Her confident words are echoed by fellow supervisor V. Kanniga, who has also worked at United Plantations (UP) for more than two decades. She leads a team of 14 men, supervising them as they harvest oil palm fruits.

“It’s good here. The company has helped my children go to school, and I am very grateful for that,” Kanniga said, also speaking in Malay.

Irwan, a guest worker from Lombok, Indonesia, has been working on Jenderata Estate for about nine months. His main job is to load gathered oil palm fruits onto a buffalo, to be transported to the mills.
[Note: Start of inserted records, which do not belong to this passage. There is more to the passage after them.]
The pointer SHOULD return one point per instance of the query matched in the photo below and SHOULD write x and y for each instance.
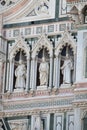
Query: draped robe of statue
(1, 126)
(20, 74)
(66, 70)
(43, 70)
(37, 124)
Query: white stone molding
(77, 119)
(66, 38)
(21, 13)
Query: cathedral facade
(43, 65)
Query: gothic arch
(43, 41)
(20, 44)
(66, 39)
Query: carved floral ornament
(66, 39)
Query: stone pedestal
(19, 90)
(65, 85)
(41, 87)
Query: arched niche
(69, 44)
(43, 67)
(66, 59)
(14, 54)
(85, 57)
(43, 42)
(84, 121)
(20, 69)
(84, 12)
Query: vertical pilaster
(77, 119)
(51, 72)
(28, 74)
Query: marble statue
(43, 71)
(43, 8)
(1, 126)
(20, 74)
(37, 125)
(66, 70)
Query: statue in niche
(1, 126)
(43, 8)
(43, 71)
(20, 74)
(37, 124)
(66, 69)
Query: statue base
(19, 90)
(41, 87)
(65, 85)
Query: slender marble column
(1, 75)
(57, 77)
(28, 75)
(33, 74)
(7, 80)
(51, 71)
(10, 77)
(77, 119)
(74, 76)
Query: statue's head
(0, 124)
(20, 61)
(67, 56)
(43, 59)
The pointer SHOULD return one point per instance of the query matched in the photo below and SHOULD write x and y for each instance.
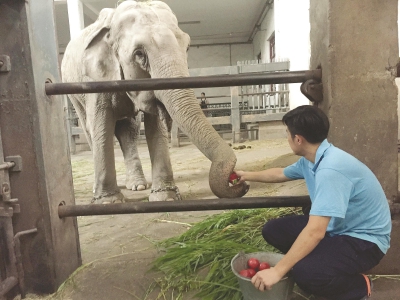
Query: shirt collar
(320, 154)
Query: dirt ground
(117, 250)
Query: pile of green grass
(199, 260)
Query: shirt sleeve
(295, 171)
(332, 194)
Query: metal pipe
(187, 205)
(7, 285)
(7, 165)
(182, 82)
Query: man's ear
(299, 139)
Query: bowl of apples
(246, 265)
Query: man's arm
(269, 175)
(307, 240)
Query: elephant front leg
(127, 133)
(101, 124)
(163, 185)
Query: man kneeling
(347, 231)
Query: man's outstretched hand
(265, 279)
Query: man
(347, 231)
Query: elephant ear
(103, 23)
(99, 60)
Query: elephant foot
(170, 193)
(136, 184)
(108, 199)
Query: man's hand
(265, 279)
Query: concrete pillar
(75, 17)
(235, 114)
(356, 44)
(175, 142)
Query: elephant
(141, 39)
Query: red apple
(253, 263)
(233, 178)
(264, 266)
(245, 273)
(251, 272)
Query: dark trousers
(332, 270)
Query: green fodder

According to him, he was brought here on the recommendation of his elder brother.

“I work from seven to 11, and then three to six. I like it here, it’s good,” Irwan says in halting Malay.
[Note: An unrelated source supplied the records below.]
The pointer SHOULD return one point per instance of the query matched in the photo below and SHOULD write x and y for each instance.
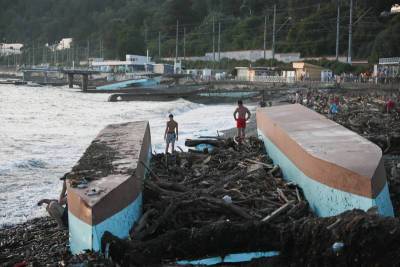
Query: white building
(264, 74)
(11, 49)
(250, 55)
(65, 43)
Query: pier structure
(337, 169)
(82, 72)
(41, 75)
(105, 186)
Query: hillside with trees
(115, 27)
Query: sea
(45, 130)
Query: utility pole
(176, 41)
(33, 53)
(337, 30)
(184, 43)
(213, 38)
(88, 51)
(350, 32)
(265, 37)
(273, 34)
(219, 41)
(145, 36)
(159, 44)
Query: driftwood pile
(367, 116)
(203, 205)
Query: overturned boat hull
(337, 169)
(112, 199)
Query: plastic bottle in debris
(227, 199)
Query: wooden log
(277, 212)
(214, 239)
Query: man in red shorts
(241, 115)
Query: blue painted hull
(129, 83)
(324, 200)
(88, 237)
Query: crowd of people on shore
(333, 104)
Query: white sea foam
(44, 131)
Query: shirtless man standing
(171, 133)
(241, 116)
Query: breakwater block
(337, 169)
(105, 187)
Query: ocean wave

Goh: ‘There’s room for growth, you don’t just stop at one level because there are opportunities to improve yourself.’
Goh: ‘There’s room for growth, you don’t just stop at one level because there are opportunities to improve yourself.’

It’s not just the estate workers who are taken care of, of course; according to UP vice chairman and chief executive director Datuk Carl Bek-Nielsen, every worker, whether they work in the estate hospital, bakery, clubhouse, mill or refinery has their welfare looked after.

Goh Kheng Wee, for example, is a resident engineer at the Jenderata Mill. He’s worked there for nine years, starting in 2007 as a cadet engineer.

“Palm oil is a great industry to work in, as it promotes sustainable practices. There’s a lot of room for growth – you don’t just stop at one level because there are a lot of opportunities to improve yourself,” he says.

At the Jenderata Group Hospital, senior hospital assistant in charge N. Maheswaran sees patients every day, treating them for all manner of ailments, from the common cold to industrial accidents.

The hospital features various up-to-date medical facilities, and a medical officer visits every day to deal with more complicated medical cases.

“We’ve got good facilities here. I wouldn’t say it’s until we can do heart surgery or anything like that! But what we have is good,” Maheswaran says.

Does he enjoy his work on the estate?

“Definitely. If not, I wouldn’t be at this job for the past 35 years! Everything is taken care of here, we have quarters to stay in, which are well-furnished, and even my garden is taken care of.

“You’ll never get any of this living on your own,” Maheswaran says.